Míralas, ahí van las reinas magas con las manos heladas de tanto lavar trastes, trapear pisos y abrillantar tenedores en casas ajenas.
Las puedes ver, en el centro, con las miradas llenas de cálculos y los brazos llenos de ilusiones.
Allá van también, las otras, con cara de susto y el hombre a un lado, el chantajista que les pide tortillas hechas a mano, casa limpia, cuerpo dispuesto y niños callados a cambio de la pantomima del día de reyes para los hijos en común.
Ésta otra lleva vendiendo en su puesto todo el día, ya no siete los pies y apenas si ha vendido una muñeca.
El bebé llora, tiene frio, pero la víspera de reyes es para vender todo el puesto en que invirtió sus pocos ahorros.
Si pudiera ver a mi madre seguro la vería sola, con dos bolsas negras en cada mano, checando precios aquí y allá, una sonrisa suave y amable en la boca:
la sonrisa de quien sabe ser educada aun en medio de las multitudes, la de aquélla que éste año recuperó su libertad y tiene tres hijos en casa que están haciendo sus cartas y dejándolas en los zapatos.
Si cuando yo tenía cinco años hubiese dejado ir a mi padre, así hubiese sido. Pero no fue así, ella fue libre hasta mis doce años, cuando ya los reyes y reinas no figuraban en las historias navideñas.
Entonces, en realidad, ella andaba contando sus pesos, aún en día de reyes, como tantas otras, entre la multitud, con su sonrisa amable, pero el corazón bastante roto, buscando todo de último momento porque fue entonces cuando logro juntar para llevarnos algo.
No pocas veces me abrazo a mí misma cuando en realidad quiero abrazar a mi madre. Sus carencias me duelen y arden bajo la piel, por eso hoy, observando a las reinas magas caminando con sus historias, las observo.
Aquella por allá está batallando para completar un bebé de cien pesos, saca los pesitos que gana en el semáforo, ya lleva una pelota para uno de sus hijos y es un triunfo.
Observo como otra mamá cargada de regalos se acerca y le da los cien que necesita, ella, la más afortunada, sube sus muchas bolsas al carro y se va, dejando una sensación de anhelo, gratitud en la otra mujer.

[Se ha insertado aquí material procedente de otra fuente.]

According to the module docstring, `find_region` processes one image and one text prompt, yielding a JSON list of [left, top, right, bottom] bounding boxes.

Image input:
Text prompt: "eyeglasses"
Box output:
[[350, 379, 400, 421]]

Las reinas magas a veces llegan tarde, me tocó una vez que no alcanzaron a llegar el día que debían, se esperaron a que los juguetes bajaran de costo y el centro se vaciara.
Ese día aun así fui feliz y hubo magia.
Ojalá todas las reinas magas tengan en sus mesas su rosca, bajo sus árboles los juguetes, bajo sus brazos las sonrisas, bajo sus cuerpos los corazones satisfechos.
Que este pacto social de magia para los niños sea sostenido muchos años más por todas esas mujeres que se sonríen, se rozan, se cooperan, se acompañan en las tiendas de juguetes del centro, bajo el frio y la desesperanza muchas veces, pero en el mismo camino, buscando siempre iluminar el mundo con todas las sonrisas posibles.